The area with the most trails is the Polipoli section of mountainside high above the pastures of Kula. While a number of the trails in Polipoli are rated as pedestrian only, the Waiakoa Loop Trail is a three-mile loop with a 400-foot elevation gain which is open to both hikers and bikers. To reach Waiakoa, travel up Waipoli Road off Highway 377, go past the lavender farm, and park your car off the side of the road just past the hunter’s check-in station. The trailhead is 0.75 mile down a four-wheel-drive access road. Since this is also a hunting area, wear bright clothing. Toward the top of Waipoli Road the pavement changes to dirt, and a good ride is to park your car where the Upper Waiohuli Trail and Mamane Trail intersect the dirt road. From here you can ride a loop trail where you climb the dirt road, turn left where the road forks, and continue climbing until you reach the trailhead for the Mamane Trail, which offers a two-mile, single-track descent back down to your car. If you want to tack on a few more miles before bombing down the Mamane Trail, ride Kahua Road out to the hunting shelter and back before heading back down to your car.
While the Waiakoa Loop Trail and Mamane Trail are fine rides, the best ride in Polipoli (and the entire island) is the dirt road known as Skyline Drive. From the trailhead of the Mamane Trail it’s about six more miles up the southwestern ridge of the mountain to the summit of Haleakala, and the switchbacking ascent is so steep in places that you’ll occasionally need to get off and walk your bike. If you park your car at the Polipoli campground, it’s about 8.5 miles to the summit, or, if you have four-wheel drive, you can take your car all the way up to a locked gate at area known as The Ballpark. Even if you start at The Ballpark, however, it’s a 3,000-foot climb before you reach the summit of Haleakala, with the reward, of course, being the screamer of a descent you’re awarded on the way down.
Begin by having someone drop you off at the summit of Haleakala and start Skyline Drive at the top! To reach the start of Skyline Drive, when approaching from the summit, drive as if you’re going to the observation platform in the upper parking lot, but before you get there take a left on the service road that leads toward Science City. On the left-hand side of this service road you’ll see a locked gate, and the dirt road that’s on the other side is the start of the Skyline Trail. Beginning from this point, you’ll switchback down Skyline Drive for six miles before linking up with the Mamane Trail, at which point you will enjoy the two miles of single-track down to the dirt portion of Waipoli Road. Take a right and begin riding down Waipoli Road until it turns to pavement. If you’re feeling like an extra workout, you can branch off and tackle the Waiakoa Loop Trail on your way down. Ascend from the loop trail back to the main road, and then continue down Waipoli Road all the way to Highway 377. From here, go left, down to Highway 37, then left again, and finish your epic ride with a two-mile gradual descent on pavement to Grandma’s Coffee House in Keokea for a celebratory lunch. Along the ride you will have dropped more than 7,000 vertical feet. Arrange to have someone pick you up here to cap off what is the best mountain descent on the island.
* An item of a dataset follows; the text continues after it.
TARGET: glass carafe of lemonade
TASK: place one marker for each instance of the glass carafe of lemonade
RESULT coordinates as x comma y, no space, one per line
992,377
If you don’t have a day to devote to a downhill epic, however, and are just looking to squeeze in a couple of hours on the trail, the Kahakapao Loop Trail in the Makawao Forest Reserve offers a 5.7-mile loop that climbs its way through eucalyptus, pine, and a handful of native plants. At 3,000 feet, the cool mountain air combined with the dense forest gives the feeling of riding in British Columbia or the foothills of Vermont. From the gravel parking lot, a 0.5-mile entry trail leads to a junction where bikers can choose between the east and west loops. In planning for the descent, note that the west loop has more jumps, but the east loop is a smoother ride.